The grueling working conditions also achieve the goal of generating insanely high turn-over rates, which makes organizing a gargantuan task. To prevent new Amazon facilities from unionizing, the company cracks down on organizing efforts before they grow. On Staten Island, the goal is to weaken ALU in their fight for union recognition and a first Amazon contract.
Corporations won’t let Generation U easily challenge their multibillion dollar profits. That’s why they are also attacking union organizers from the other national high-profile unionizing processes, like Starbucks. Retaliatory firings across the U.S. include the Memphis 7; Michael Vestigo in Overland Park, Kansas; Billie Nyx at the Maple St. store in New Orleans; Laila Dalton at the Scottsdale & Mayo Store in Arizona; Daniel Rojas in Buffalo; and others.
But in many cases, workers are fighting back. Starbucks workers in Jantzen Beach, Oregon went on strike to protest the firing of union activist Matt Thornton. Starbucks workers at three stores in Eugene, Oregon went on strike on Tuesday to protest the union busting at their location and the unlawful firing of three organizers.
The struggle to unionize more workplaces and fight for new contracts will be met with many obstacles that will be needed to be fought back.
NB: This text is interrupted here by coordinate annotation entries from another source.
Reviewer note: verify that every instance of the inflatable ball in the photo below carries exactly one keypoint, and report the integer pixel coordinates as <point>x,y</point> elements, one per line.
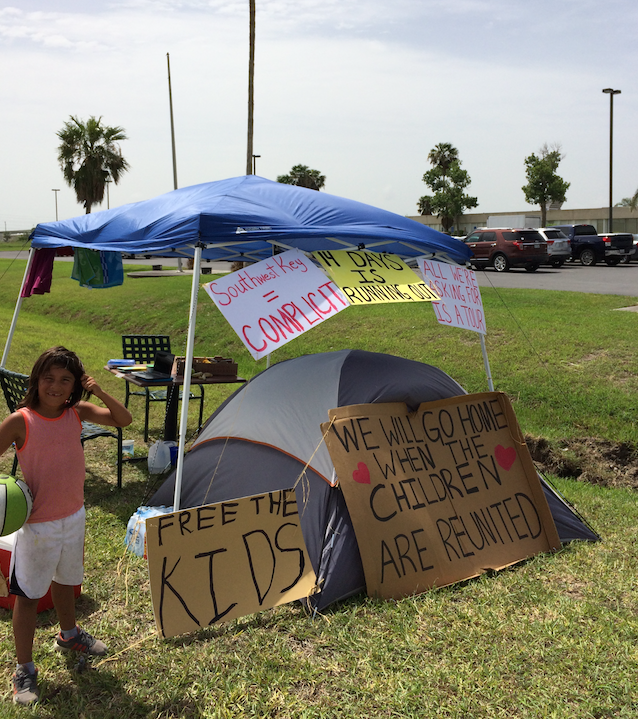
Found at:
<point>15,504</point>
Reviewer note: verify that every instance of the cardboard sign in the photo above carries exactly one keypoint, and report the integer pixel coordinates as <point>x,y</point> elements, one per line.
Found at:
<point>215,563</point>
<point>275,300</point>
<point>438,495</point>
<point>374,278</point>
<point>461,304</point>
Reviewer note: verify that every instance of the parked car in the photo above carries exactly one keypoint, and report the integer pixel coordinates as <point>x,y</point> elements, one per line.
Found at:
<point>633,255</point>
<point>558,245</point>
<point>589,247</point>
<point>502,248</point>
Fighting against union busting, retaliation, and firings will strengthen every worker who is organizing to improve their working conditions and have more power in the workplaces. This struggle will also show the way forward for every worker who is thinking of organizing their own workplace.
We must show our strongest solidarity with the fight against union busting, and defend every worker from retaliation.